Car Seat Headrest, Teens of Denial

Car Seat Headrest, ‘Teens of Denial’

Here was some of the year's most surefire guitar alchemy, full of revolving riffs and lyrics that flashed insights, slogans and jokes so quickly it erased any difference between them. "Friends are better with drugs, drugs are better with friends," Will Toledo sang over and over in the one about taking mushrooms and not transcending. And his songs were full of drug trips to nowhere, girls who offered empathy instead of sex and medicine cabinets where you could choose a new personality. But the sound was anything but depressed. Like Nirvana building quiet and explosiveness into the same space, Car Seat Headrest knows how to be intimate and epic at the same time. J.L.

Chance the Rapper, Coloring Book

Chance the Rapper, ‘Coloring Book’

The year's finest hip-hop album had a vision as radiant as its pink-sky cover art. Chance the Rapper's third mixtape combines radical politics and heavenly uplift to create life-affirming music that refuses to shy away from harsh realities. He uses the optimistic, joyful sounds of gospel choirs to soundtrack his hopes, fears and blessings, giving practically everything a spiritual hue: "I don't make songs for free, I make 'em for freedom," he raps on "Blessings." The album explodes with enthusiasm, as Chance embraces both the convoluted microphone mathematics of the old-school and the unpredictable melodic twists of the new. An electric dispatch from Chicago, Chance's infectious sing-song weaves together his faith, a city in crisis, his new daughter and the unique struggle of being the world's most famous unsigned musician: "If one more label try to stop me, it's gon' be some dreadhead niggas in your lobby," he raps with the giddiness of someone who's already the victor. C.W.

David Bowie, Blackstar

David Bowie, ‘Blackstar’

There's never been a musical farewell anything like Blackstar: The Cracked Actor saved his bravest and boldest performance for the final curtain. David Bowie showed up on his 69th birthday to drop a surprise masterpiece, let an astonished world puzzle over the music for a couple of days, and then slipped off into the sky. Nearly a year later, Blackstar still gives up fresh mysteries with every listen.
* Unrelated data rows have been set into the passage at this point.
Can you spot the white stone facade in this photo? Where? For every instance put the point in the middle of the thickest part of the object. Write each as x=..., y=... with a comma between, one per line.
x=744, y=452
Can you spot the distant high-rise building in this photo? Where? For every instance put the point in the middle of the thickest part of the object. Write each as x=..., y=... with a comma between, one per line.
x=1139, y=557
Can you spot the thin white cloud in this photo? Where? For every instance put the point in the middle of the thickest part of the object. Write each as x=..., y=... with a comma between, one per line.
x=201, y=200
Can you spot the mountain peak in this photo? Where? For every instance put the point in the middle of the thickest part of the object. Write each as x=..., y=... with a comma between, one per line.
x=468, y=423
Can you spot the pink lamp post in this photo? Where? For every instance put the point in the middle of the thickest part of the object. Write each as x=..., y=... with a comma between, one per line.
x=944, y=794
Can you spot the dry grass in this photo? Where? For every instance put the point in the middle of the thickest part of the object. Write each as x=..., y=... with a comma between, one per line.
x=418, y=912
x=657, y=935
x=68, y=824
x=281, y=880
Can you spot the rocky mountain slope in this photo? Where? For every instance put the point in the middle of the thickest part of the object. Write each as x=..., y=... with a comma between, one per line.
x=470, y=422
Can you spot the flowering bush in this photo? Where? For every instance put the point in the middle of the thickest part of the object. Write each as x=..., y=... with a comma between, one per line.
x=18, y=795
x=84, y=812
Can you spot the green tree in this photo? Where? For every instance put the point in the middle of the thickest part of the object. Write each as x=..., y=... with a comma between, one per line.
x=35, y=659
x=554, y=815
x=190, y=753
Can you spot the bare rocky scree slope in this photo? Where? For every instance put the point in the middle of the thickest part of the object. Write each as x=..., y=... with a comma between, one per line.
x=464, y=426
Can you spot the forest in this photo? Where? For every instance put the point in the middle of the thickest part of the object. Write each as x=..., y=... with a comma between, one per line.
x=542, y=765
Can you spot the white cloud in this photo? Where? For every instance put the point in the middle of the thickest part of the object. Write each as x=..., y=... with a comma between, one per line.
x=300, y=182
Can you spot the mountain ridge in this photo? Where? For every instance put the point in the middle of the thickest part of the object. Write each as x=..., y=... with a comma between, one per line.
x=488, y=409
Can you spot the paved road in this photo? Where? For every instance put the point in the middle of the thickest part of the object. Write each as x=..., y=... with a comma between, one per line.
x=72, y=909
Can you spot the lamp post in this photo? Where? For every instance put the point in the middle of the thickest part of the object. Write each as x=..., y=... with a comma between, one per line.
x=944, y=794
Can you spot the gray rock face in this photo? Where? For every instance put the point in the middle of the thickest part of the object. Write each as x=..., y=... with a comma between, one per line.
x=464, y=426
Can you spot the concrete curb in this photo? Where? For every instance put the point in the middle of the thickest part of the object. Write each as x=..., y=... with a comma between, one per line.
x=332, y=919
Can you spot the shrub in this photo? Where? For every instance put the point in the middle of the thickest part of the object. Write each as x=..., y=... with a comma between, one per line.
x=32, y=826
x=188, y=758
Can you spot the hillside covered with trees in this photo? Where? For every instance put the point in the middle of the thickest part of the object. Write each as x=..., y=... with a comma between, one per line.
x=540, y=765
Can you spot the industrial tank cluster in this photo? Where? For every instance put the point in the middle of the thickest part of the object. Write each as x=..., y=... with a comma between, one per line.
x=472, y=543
Right from the start, this came on as one of the Starman's most dizzyingly adventurous albums, stretching out in jazzy space ballads like "Lazarus" or the ten-minute title epic. (Producer Tony Visconti revealed Bowie was soaking up fresh inspiration from artists like Kendrick Lamar and D'Angelo.) But it took Bowie's death to reveal Blackstar as his rumination on mortality – anguished, bittersweet, mournful, refusing to give in to self-pity even as he sang his passionate final word, "I Can't Give Everything Away," a song every bit as moving as "Heroes." After a 50-year spree of rock & roll mind-bending, David Bowie still wasn't running out of ways to shock people. Damn. Blackstar remains an inspiration – and a challenge – to us all. R.S.

Beyonce, Lemonade

Beyoncé, ‘Lemonade’

"Girl, I hear some thunder" – damn, that's putting it mildly. Beyoncé shut everyone else down this year with a soul-on-fire masterpiece, testifying about love, rage and betrayal that felt all too true in the America of 2016. The queen not only made the album of the year (and make no mistake, David Bowie would have been the first to say so), she delivered a confessional, genre-devouring suite that feels larger than life yet still heartbreakingly intimate, because it doubles as her portrait of a nation in flames. She dropped Lemonade as a Saturday-night surprise after her HBO special, moving in on every strain of American music from country ("Daddy Lessons") to blues-metal ("Don't Hurt Yourself") to post-punk-gone-Vegas dancehall ("Hold Up") to feminist hip-hop windshield-smashing ("Sorry"). Even with "All Night" as an ambiguous resolution, it's a whole album of hurt, which is why it especially hit home after the election. Beyoncé speaks on how it feels to get sold out by a lover – or a nation – that fooled you into feeling safe, how it feels to break free of a home built on lies. The question of whether it's singing about Jay Z is moot because, unfortunately, it turned out to be about all of us. But thanks to Bey's sheer fire-breathing musical power, Lemonade was a sign of hope amid all the emotional and political wreckage. Ashes to ashes. Dust to sidechicks. And woe to any fool who tries to interrupt her grinding. R.S.